Le gouvernement américain cherche à abroger une législation dite de «protection des zones sans routes», qui interdit toute construction dans des forêts ou prairies publiques non exploitées.
Près de 18 millions d’hectares de forêt vierge aux États-Unis pourraient être ouvertes à l’exploitation et à la construction de routes, selon une modification d’un texte de loi proposée mardi par l’administration Trump. Cette proposition vise à abroger une législation dite de «protection des zones sans routes» (Roadless Area Conservation Rule), adoptée en 2001 par le gouvernement de Bill Clinton, qui interdit toute construction dans des forêts ou prairies publiques non exploitées.
Selon la ministre de l’Agriculture Brooke Rollins, cette réglementation a empêché le service chargé de la gestion des forêts de mener à bien des travaux destinés à limiter les incendies. «Partout dans le pays, nous avons vu des situations évitables – peuplements forestiers trop denses, invasions d’insectes et maladies – transformer des paysages sains en véritables poudrières», a-t-elle déclaré dans un communiqué. «Depuis trop longtemps, des restrictions obsolètes ont empêché d’appliquer, sur des millions d’hectares de forêts, les traitements qui améliorent la santé des forêts et réduisent le risque d’incendie».
Plus de 95% des «zones sans routes» traversent dix États différents, dont l’Alaska, l’Arizona, l’Utah ou le Wyoming. Seules les forêts vierges du Colorado et de l’Idaho ne seraient pas concernées par l’abrogation de la loi, en raison de législations locales spécifiques.
«Le plus grand démantèlement de protection»
L’annonce a été vivement critiquée par des groupes de défense de l’environnement et des recours en justice sont à prévoir. Pour Randi Spivak, du Center for Biological Diversity, Donald «Trump pousse pour mettre en œuvre le plus grand démantèlement de protection réglementaire du domaine public de l’histoire des États-Unis».
Selon cette organisation de défense de la biodiversité, la mesure viendrait par exemple perturber le nord de la chaîne des Rocheuses, véritables «voies de survie» pour les grizzlis et les lynx, ou la Tongass, plus grande forêt des États-Unis située en Alaska, avec ses épicéas centenaires et cours d’eau peuplés de saumons.
La plupart des feux de forêt sont d’origine humaine et se produisent à côté des routes, précise le Center for Biological Diversity.
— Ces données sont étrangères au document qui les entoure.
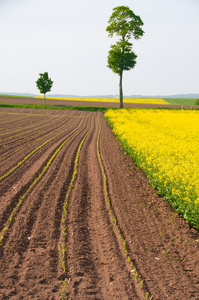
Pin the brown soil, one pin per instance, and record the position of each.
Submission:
(162, 247)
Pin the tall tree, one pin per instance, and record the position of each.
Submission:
(44, 84)
(124, 23)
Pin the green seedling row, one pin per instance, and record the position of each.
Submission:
(64, 218)
(113, 217)
(7, 224)
(35, 141)
(31, 153)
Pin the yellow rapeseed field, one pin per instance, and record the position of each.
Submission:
(165, 144)
(113, 100)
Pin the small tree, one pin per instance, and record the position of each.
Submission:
(124, 23)
(44, 84)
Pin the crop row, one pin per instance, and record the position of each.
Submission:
(37, 178)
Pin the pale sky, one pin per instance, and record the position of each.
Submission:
(68, 39)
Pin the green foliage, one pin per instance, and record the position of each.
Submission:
(121, 57)
(196, 102)
(124, 23)
(44, 83)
La revue scientifique Fire Ecology a également publié une étude selon laquelle le risque d’embrasement était près de quatre fois plus élevé sur les terres situées à 50 mètres des routes. L’administration Trump affiche quant à elle une position ouvertement climatosceptique, alors que le réchauffement climatique rend les feux de forêt plus fréquents et violents en créant notamment des conditions de sécheresse.